You are viewing a plain text version of this content. The canonical link for it is here.
Posted to dev@commons.apache.org by Phil Steitz <ph...@steitz.com> on 2004/10/24 19:19:20 UTC

[math] Changes to distribution package

Frank has pointed out some limitations in the distribution package. 
Unfortunately, the problems require interface changes to fix, so we need 
to solve them now (i.e., before 1.0 final).  There are basically two 
problems that we need to deal with:

1) There is no way to represent a "mixed" distribution (one which is 
neither continuous nor discrete, e.g. point mass with p = 0.5 at 0, 
uniform density with p = 0.5 between 0 and 1.)

2) There is no way to represent the distribution of a discrete random 
variable that takes non-integer values.

To solve 1), we can add a ProbabilityDistribution interface like so:

public interface ProbabilityDistribution {
     /**
      * For a random variable X whose values are distributed according
      * to this distribution, this method returns P(X &le; x).  In other 
words,
      * this method represents the  (cumulative) distribution function, or
      * CDF, for this distribution.
      *
      * @param x the value at which the distribution function is evaluated.
      * @return cumulative probability that a random variable with this
      * distribution takes a value less than or equal to <code>x</code>
      * @throws MathException if the cumulative probability can not be
      * computed due to convergence or other numerical errors.
      */
     double cumulativeProbability(double x) throws MathException;

     /**
     * For a random variable X whose values are distributed according
      * to this distribution, this method returns P(x0 &le; X &le; x1).
      * <p>
      * This method should always return the same value as
      * <code>cumulativeProbability(x1) - cumulativeProbaility(x0)</code>
      *
      * @param x0 the (inclusive) lower bound
      * @param x1 the (inclusive) upper bound
      * @return the probability that a random variable with this distribution
      * will take a value between <code>x0</code> and <code>x1</code>,
      * including the endpoints
      * @throws MathException if the cumulative probability can not be
      * computed due to convergence or other numerical errors.
      * @throws IllegalArgumentException if <code>x0 > x1</code>
      */
     double cumulativeProbability(int x0, int x1) throws MathException;
}

the second method is not really necessary, but convenient. A default 
implementation could be provided in an AbstractProbabilityDistribution class.

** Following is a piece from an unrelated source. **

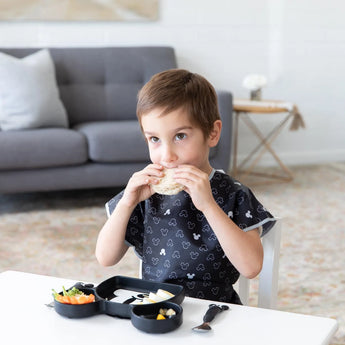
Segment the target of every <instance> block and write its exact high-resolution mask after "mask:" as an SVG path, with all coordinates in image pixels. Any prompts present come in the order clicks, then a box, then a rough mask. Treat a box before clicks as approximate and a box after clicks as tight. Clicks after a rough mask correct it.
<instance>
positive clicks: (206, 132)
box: [137, 69, 220, 138]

Then the natural thing to do would be to have ContinuousDistribution and 
DiscreteDistribution interfaces extend ProbabilityDistribution and the 
Abstract*Distribution classes extend AbstractProbabilityDistribution.

To solve 2), I think we need to do something like this:

ProbabilityDistribution (as above)
|
-DiscreteDistribution (adds *only* probability(double x))
  |
  -IntegerDistribution (methods now in DiscreteDistribution)

AbstractDiscreteDistribution would become AbstractIntegerDistribution and 
would add default implementations for the inherited methods taking doubles 
as arguments. Might be tricky for probability(double), but the CDF 
functions should be OK using floors and ceils.

Any objections to these changes?  Any better ideas?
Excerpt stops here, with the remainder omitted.